Science Note/ Spud Saboteur Turns Good
Air Date: Week of July 16, 2010
Guatemalan potato moth. (Photo: Katja Poveda)
The Guatemalan potato moth has long plagued tuber crops in South America. But as Living on Earth’s Amanda Martinez reports, scientists recently found that a compound in the moths’ saliva can actually more than double potato yields.
Transcript
YOUNG: It’s Living on Earth, I’m Jeff Young. Just ahead – the wide Sargasso Sea – is becoming a wide plastic pool… but first, this Note on Emerging Science from Amanda Martinez.
[THEME]
MARTINEZ: South American potato farmers may soon be able to double their yields.
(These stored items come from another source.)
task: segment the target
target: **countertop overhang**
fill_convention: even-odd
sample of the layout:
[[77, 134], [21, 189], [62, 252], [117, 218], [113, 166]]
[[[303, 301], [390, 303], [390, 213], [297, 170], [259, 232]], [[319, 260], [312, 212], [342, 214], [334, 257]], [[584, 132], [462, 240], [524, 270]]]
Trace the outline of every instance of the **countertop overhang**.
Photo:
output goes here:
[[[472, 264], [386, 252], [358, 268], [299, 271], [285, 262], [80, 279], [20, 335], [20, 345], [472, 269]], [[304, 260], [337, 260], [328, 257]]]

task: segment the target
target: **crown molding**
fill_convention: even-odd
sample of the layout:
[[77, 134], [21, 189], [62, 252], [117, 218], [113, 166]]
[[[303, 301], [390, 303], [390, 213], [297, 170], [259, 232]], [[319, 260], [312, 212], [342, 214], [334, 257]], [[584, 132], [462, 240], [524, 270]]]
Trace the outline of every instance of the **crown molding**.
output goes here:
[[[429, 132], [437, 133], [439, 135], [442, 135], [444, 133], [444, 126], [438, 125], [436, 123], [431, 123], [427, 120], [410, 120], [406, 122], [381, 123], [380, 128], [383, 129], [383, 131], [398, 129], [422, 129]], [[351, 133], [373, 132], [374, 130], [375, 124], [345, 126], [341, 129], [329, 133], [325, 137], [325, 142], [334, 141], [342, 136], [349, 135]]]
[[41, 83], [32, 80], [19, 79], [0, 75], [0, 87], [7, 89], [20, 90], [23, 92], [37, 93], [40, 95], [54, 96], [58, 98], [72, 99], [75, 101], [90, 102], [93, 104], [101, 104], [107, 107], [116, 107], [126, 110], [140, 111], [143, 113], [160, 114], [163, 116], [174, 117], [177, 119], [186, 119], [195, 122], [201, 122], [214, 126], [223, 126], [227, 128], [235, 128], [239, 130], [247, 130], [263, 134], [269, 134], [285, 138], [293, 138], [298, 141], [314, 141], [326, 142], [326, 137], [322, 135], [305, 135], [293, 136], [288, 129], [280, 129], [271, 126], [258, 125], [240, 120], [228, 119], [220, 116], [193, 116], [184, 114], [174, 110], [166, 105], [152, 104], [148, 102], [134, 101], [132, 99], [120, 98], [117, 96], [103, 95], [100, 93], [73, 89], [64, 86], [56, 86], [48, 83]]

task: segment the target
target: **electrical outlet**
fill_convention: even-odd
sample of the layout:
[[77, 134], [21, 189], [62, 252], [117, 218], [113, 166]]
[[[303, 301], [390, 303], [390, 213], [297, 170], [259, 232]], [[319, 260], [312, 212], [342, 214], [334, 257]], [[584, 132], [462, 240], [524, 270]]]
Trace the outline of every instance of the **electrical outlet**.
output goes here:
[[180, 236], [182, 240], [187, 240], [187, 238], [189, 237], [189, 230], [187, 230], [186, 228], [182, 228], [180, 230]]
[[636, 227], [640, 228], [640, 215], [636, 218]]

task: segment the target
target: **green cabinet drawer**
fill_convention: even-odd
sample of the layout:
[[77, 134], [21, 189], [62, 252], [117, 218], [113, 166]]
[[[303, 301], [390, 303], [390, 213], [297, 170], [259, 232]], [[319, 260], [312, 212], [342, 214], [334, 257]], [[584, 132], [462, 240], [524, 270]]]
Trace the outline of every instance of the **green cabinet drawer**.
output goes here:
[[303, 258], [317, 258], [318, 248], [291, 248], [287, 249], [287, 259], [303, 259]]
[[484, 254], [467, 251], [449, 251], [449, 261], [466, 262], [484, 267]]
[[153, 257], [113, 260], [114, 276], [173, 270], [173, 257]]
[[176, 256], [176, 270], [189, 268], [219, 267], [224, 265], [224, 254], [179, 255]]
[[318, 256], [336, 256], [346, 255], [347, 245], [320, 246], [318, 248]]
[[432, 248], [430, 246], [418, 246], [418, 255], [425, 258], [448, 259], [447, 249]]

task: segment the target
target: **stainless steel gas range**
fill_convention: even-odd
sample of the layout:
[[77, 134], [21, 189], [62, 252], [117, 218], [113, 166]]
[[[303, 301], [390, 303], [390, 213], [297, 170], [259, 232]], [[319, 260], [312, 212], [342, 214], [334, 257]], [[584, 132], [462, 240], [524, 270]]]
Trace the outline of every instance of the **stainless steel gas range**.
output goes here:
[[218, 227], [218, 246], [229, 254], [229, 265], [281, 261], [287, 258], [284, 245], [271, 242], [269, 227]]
And all it took was a closer look at their biggest nemesis—the Guatemalan potato moth. A potato infested with moth larvae is not a pretty sight. The tiny, rust-colored caterpillars burrow their way through the tuber’s flesh, leaving a trail of brown rot in their wake.
But while the infested spud’s fate may be sealed, other uninfected potatoes on the same plant appear to grow much larger. Scientists at Cornell University believe the source of these super-spuds is the larvae’s saliva. Compounds in the saliva are thought to kick the plant’s photosynthesis into overdrive.
The reason, researchers believe, is damage control. The infected plant sucks in additional carbon from the air, which causes it to produce more starch and bigger spuds. This, in turn, makes up for those tubers lost to the caterpillars’ voracious appetite. With an increase in yield of up to two-and-a-half times depending on how much of the plant is affected, farmers hopes are up. If the tuber-plumping compound can be isolated, farmers may soon be able to turn the potato-moth pest from a bane into a boon. And that’s this week’s Note on Emerging Science. I’m Amanda Martinez.